Lives X artigos científicos
“Infelizmente estamos vivendo um momento em que lives são mais importante que artigos científicos”. A declaração é do médico clínico geral Pedro Alves, há mais de dois meses na linha de frente do combate à Covid-19 na enfermaria do Hospital Universitário Oswaldo Cruz (Huoc), referência em infectologia.Pedro também problematiza a a possibilidade de comprovação da eficácia da cloroquina a partir das ações de promoção do remédio: “Com um presidente que acha que é uma gripezinha, você vai lançar mão de uma droga que não tem efetividade comprovada num tratamento em massa para um percentual muito pequeno que terá complicações. Como você vai comprovar que a droga foi a solução? Porque já é evidente, do ponto de vista científico, que a maioria dos quadros são domiciliares e sem maiores complicações”.
O médico levanta outras questões: o fato de profissionais se colocarem numa posição de propagadores de uma verdade absoluta e prometerem uma solução, o que não é permitido pela ética médica. O código, no artigo 113, diz que não se pode “divulgar, fora do meio científico, processo de tratamento ou descoberta cujo valor ainda não esteja expressamente reconhecido cientificamente por órgão competente”.
“É mais um mecanismo de tentativa e erro para que as pessoas se recuperam rapidamente para voltar a estimular economia”, critica.

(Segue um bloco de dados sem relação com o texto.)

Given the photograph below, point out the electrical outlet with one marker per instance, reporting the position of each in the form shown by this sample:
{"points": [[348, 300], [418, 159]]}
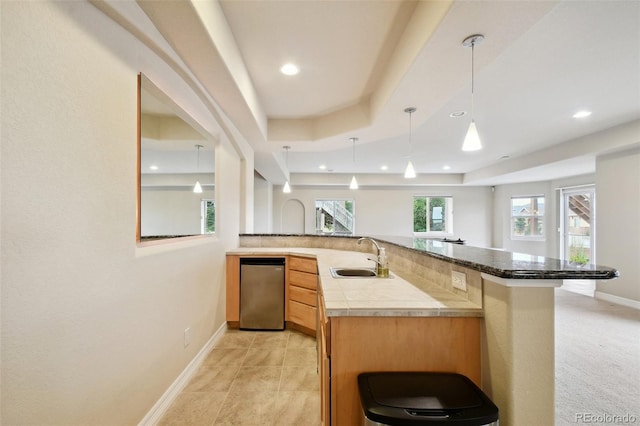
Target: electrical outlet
{"points": [[187, 336], [459, 280]]}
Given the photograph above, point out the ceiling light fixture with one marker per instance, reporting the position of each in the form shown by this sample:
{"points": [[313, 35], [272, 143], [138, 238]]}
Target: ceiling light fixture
{"points": [[289, 69], [582, 114], [354, 182], [409, 172], [286, 188], [456, 114], [197, 188], [472, 140]]}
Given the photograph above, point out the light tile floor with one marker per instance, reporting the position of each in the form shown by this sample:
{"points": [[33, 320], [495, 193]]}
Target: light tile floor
{"points": [[253, 378]]}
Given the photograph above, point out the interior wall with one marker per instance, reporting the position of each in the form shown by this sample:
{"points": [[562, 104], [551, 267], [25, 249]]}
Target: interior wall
{"points": [[262, 205], [618, 229], [92, 325], [389, 210]]}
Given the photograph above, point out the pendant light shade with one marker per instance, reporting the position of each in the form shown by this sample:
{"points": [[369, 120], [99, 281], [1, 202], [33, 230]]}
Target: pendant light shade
{"points": [[354, 182], [409, 172], [472, 141], [197, 188], [286, 189]]}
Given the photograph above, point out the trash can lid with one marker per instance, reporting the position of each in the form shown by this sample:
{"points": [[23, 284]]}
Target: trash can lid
{"points": [[413, 398], [410, 390]]}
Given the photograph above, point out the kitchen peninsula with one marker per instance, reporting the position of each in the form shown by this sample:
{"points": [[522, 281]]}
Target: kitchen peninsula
{"points": [[497, 329]]}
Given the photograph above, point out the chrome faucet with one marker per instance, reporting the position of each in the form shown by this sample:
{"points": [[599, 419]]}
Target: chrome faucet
{"points": [[377, 249]]}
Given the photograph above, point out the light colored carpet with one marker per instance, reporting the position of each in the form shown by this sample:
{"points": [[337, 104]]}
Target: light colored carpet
{"points": [[597, 361]]}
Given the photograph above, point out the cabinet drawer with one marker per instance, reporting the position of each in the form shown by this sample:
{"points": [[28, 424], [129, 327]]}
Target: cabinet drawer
{"points": [[304, 264], [303, 279], [302, 295], [302, 314]]}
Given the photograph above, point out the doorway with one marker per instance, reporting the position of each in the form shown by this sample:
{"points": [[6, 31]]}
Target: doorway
{"points": [[578, 245]]}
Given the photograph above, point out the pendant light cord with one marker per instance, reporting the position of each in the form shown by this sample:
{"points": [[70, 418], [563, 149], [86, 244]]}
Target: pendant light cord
{"points": [[473, 45], [198, 158]]}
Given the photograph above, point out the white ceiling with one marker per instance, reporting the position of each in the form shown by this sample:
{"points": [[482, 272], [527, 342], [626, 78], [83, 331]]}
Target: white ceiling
{"points": [[363, 62]]}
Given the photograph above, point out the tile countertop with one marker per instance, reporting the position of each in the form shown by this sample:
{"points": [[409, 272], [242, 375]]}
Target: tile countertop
{"points": [[391, 296]]}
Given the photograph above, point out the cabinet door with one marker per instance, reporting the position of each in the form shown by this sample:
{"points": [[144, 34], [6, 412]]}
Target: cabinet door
{"points": [[303, 279], [302, 314], [304, 264], [233, 288], [302, 295]]}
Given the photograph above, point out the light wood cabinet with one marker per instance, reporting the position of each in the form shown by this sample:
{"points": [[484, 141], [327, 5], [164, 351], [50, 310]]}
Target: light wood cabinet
{"points": [[301, 281], [349, 346], [302, 292]]}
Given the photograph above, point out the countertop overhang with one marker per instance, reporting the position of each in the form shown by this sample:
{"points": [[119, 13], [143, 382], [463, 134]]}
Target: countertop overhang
{"points": [[388, 297]]}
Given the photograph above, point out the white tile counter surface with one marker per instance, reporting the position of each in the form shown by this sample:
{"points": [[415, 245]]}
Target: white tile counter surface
{"points": [[391, 296]]}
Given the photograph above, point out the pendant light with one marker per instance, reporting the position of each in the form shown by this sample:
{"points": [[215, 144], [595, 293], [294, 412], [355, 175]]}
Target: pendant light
{"points": [[286, 188], [409, 172], [197, 188], [472, 140], [354, 182]]}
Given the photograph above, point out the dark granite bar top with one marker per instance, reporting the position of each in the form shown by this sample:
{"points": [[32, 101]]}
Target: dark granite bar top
{"points": [[502, 264]]}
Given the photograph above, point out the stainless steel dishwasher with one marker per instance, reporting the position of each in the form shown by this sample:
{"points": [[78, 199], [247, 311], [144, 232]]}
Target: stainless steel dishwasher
{"points": [[262, 293]]}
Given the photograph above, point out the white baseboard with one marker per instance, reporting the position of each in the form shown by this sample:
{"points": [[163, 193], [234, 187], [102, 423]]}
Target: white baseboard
{"points": [[162, 405], [630, 303]]}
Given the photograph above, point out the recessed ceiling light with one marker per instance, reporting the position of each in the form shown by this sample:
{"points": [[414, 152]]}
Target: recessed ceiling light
{"points": [[289, 69], [582, 114]]}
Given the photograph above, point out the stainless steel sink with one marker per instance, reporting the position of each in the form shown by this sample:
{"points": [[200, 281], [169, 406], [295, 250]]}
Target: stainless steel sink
{"points": [[353, 272]]}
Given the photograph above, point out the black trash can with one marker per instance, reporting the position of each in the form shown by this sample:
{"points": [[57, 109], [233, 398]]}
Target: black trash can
{"points": [[424, 398]]}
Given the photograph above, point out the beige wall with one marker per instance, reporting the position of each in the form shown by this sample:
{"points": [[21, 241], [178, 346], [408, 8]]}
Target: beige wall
{"points": [[618, 231], [92, 326], [389, 210]]}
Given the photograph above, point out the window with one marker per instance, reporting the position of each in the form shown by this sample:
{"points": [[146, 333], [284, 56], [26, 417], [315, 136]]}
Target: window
{"points": [[208, 216], [527, 218], [334, 217], [433, 215]]}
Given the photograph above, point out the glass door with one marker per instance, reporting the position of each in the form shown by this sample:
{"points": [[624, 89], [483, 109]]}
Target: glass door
{"points": [[578, 244]]}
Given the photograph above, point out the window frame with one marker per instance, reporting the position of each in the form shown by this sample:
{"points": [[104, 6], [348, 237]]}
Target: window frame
{"points": [[339, 200], [513, 217], [203, 215], [448, 215]]}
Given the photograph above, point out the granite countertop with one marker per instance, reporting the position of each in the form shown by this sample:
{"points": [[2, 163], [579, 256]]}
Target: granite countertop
{"points": [[502, 264], [391, 296]]}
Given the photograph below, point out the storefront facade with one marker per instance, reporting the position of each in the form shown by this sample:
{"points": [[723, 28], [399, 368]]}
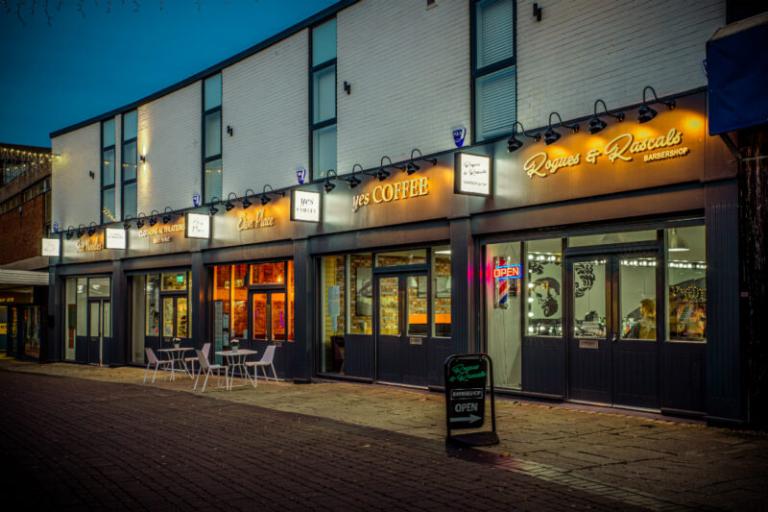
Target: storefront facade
{"points": [[584, 267]]}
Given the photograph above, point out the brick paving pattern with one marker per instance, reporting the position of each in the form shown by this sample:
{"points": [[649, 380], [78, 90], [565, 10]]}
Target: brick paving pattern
{"points": [[72, 444]]}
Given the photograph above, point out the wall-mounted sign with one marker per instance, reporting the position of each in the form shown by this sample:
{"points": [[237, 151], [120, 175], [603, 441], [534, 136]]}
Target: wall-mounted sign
{"points": [[51, 246], [116, 238], [256, 220], [305, 205], [198, 225], [161, 233], [389, 192], [472, 174], [642, 144]]}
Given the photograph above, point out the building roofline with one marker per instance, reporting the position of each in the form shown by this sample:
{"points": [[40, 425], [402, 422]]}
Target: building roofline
{"points": [[266, 43]]}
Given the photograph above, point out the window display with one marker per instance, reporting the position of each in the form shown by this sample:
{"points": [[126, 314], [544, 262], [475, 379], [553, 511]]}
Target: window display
{"points": [[441, 291], [361, 298], [686, 284], [503, 299], [544, 277]]}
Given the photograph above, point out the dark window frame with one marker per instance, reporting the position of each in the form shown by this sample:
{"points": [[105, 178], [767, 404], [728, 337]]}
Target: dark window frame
{"points": [[220, 155], [123, 144], [476, 73], [314, 68], [102, 187]]}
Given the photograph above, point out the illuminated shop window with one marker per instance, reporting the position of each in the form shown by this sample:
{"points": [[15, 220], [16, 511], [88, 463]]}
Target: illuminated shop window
{"points": [[686, 284], [543, 287], [441, 291], [503, 298]]}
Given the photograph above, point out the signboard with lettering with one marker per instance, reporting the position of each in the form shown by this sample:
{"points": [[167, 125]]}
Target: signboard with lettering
{"points": [[305, 205], [472, 174], [51, 246], [198, 225], [467, 377], [116, 238]]}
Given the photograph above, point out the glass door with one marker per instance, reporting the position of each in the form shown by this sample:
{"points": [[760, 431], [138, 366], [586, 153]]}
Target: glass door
{"points": [[175, 317], [99, 330], [613, 347], [402, 327]]}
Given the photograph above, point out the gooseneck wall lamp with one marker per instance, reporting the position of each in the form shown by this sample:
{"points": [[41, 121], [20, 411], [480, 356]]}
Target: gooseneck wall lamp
{"points": [[266, 194], [645, 113], [329, 184], [153, 217], [229, 204], [212, 208], [596, 124], [167, 215], [513, 143], [551, 135], [246, 202]]}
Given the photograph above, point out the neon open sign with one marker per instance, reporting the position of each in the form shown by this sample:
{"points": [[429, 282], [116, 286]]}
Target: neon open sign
{"points": [[513, 271]]}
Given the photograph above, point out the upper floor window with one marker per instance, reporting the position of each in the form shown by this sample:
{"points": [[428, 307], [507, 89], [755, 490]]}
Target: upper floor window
{"points": [[212, 161], [108, 171], [323, 98], [494, 69], [129, 156]]}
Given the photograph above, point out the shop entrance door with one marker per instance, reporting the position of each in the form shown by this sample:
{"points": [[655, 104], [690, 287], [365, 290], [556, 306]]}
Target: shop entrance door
{"points": [[402, 327], [174, 318], [99, 331], [614, 329]]}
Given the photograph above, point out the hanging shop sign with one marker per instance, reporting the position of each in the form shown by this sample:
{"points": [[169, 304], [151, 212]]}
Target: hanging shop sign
{"points": [[472, 174], [390, 192], [198, 225], [116, 238], [91, 243], [51, 246], [256, 219], [162, 233], [305, 205], [639, 144]]}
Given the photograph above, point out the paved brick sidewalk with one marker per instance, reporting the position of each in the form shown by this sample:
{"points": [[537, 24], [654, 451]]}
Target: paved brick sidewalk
{"points": [[646, 461], [78, 444]]}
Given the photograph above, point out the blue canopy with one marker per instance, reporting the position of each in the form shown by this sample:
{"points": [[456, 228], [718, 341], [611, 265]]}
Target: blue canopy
{"points": [[737, 69]]}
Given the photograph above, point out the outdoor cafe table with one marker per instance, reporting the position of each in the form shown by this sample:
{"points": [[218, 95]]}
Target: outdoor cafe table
{"points": [[176, 355], [235, 359]]}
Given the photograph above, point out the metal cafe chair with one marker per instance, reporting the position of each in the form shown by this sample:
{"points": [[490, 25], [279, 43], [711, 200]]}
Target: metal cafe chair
{"points": [[208, 368], [192, 360], [152, 360], [267, 360]]}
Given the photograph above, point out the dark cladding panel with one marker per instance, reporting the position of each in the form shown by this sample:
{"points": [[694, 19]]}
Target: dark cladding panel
{"points": [[723, 362]]}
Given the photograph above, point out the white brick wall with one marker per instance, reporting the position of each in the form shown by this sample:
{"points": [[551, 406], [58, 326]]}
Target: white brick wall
{"points": [[74, 195], [409, 71], [584, 50], [265, 101], [170, 137]]}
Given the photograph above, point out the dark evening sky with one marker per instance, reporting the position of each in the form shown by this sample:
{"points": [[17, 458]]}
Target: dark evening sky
{"points": [[91, 56]]}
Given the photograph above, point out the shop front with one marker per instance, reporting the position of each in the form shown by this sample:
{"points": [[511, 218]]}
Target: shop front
{"points": [[583, 263]]}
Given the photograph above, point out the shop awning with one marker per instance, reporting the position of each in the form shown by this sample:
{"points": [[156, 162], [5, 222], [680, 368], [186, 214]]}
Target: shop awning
{"points": [[737, 70], [22, 278]]}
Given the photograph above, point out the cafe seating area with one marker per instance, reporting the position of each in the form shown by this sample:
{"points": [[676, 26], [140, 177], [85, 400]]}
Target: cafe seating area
{"points": [[235, 362]]}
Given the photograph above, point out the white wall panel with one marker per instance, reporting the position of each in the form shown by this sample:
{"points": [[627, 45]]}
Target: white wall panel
{"points": [[265, 101], [75, 196], [583, 50], [170, 137]]}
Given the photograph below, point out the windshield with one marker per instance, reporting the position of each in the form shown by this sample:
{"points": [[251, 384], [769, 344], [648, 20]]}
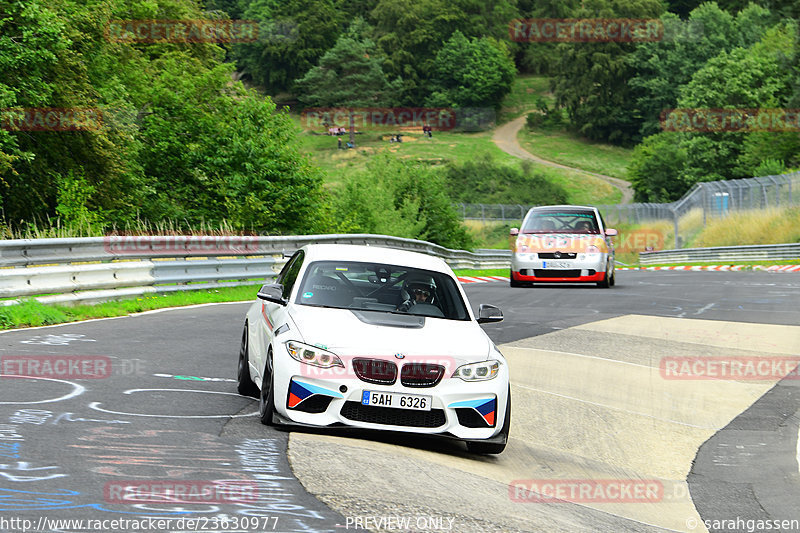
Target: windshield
{"points": [[561, 221], [382, 288]]}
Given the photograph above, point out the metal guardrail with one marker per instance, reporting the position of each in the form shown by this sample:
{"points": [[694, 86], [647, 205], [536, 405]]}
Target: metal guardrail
{"points": [[104, 268], [724, 254]]}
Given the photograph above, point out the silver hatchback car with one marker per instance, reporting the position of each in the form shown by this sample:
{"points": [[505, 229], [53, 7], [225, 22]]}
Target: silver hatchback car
{"points": [[562, 244]]}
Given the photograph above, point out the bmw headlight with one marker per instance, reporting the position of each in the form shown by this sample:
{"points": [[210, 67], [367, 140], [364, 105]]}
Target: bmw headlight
{"points": [[312, 355], [482, 371]]}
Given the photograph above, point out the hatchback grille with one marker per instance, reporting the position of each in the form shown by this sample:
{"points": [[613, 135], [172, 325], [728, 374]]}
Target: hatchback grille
{"points": [[421, 374], [547, 273], [393, 417], [375, 371]]}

A grande preocupação de Leandro é que, com esse tipo de iniciativa, vai se estar dando acesso a um medicamento muito útil para tratar outras doenças, como malária, lúpus e artrite reumatoide, desabastecendo pacientes que precisam.
Segundo ele, até farmácias de manipulação que fazem a hidroxicloroquina com prescrição médica estão com dificuldade de abastecer porque seus fornecedores também têm limitação.
“Fake news na ciência”
“É um fenômeno de fake news na ciência”, conclui Rafaela Pacheco, médica de família e comunidade, sanitarista, professora de medicina da UFPE Caruaru e presidente da Associação Pernambucana de Medicina de Família e Comunidade.“Não é surpreendente perceber que as pessoas que não têm notadamente habilidade para ler e criticar de forma efetiva um artigo científico caiam nessas orientações travestidas de ciência. Assustador é ver a categoria médica ter esse tipo de comportamento. É compreensível a pressão e angústia dos profissionais de saúde e a sensação de impotência. Eu acolho esse sofrimento, mas desespero não é o melhor conselheiro”, sobe o tom da crítica.
Rafaela avalia que a mídia também tem uma responsabilidade nisso porque as publicações geram ansiedade e uma corrida pelos remédios. “Pode ser que amanhã isso mude, mas o que temos por enquanto são dados sérios publicados por revistas renomadas internacionalmente e não há comprovação de sucesso no tratamento (com hidroxicloroquina)”, aponta.
A médica prevê ainda outro problema na atenção primária: o comprometimento do vínculo na relação entre médico e paciente, “algo muito caro para quem trabalha com medicina de família e comunidade e cuidado longitudinal. Imagina a cobrança pela prescrição do medicamento e a necessidade de explicar tudo isso o tempo todo à população”, pondera.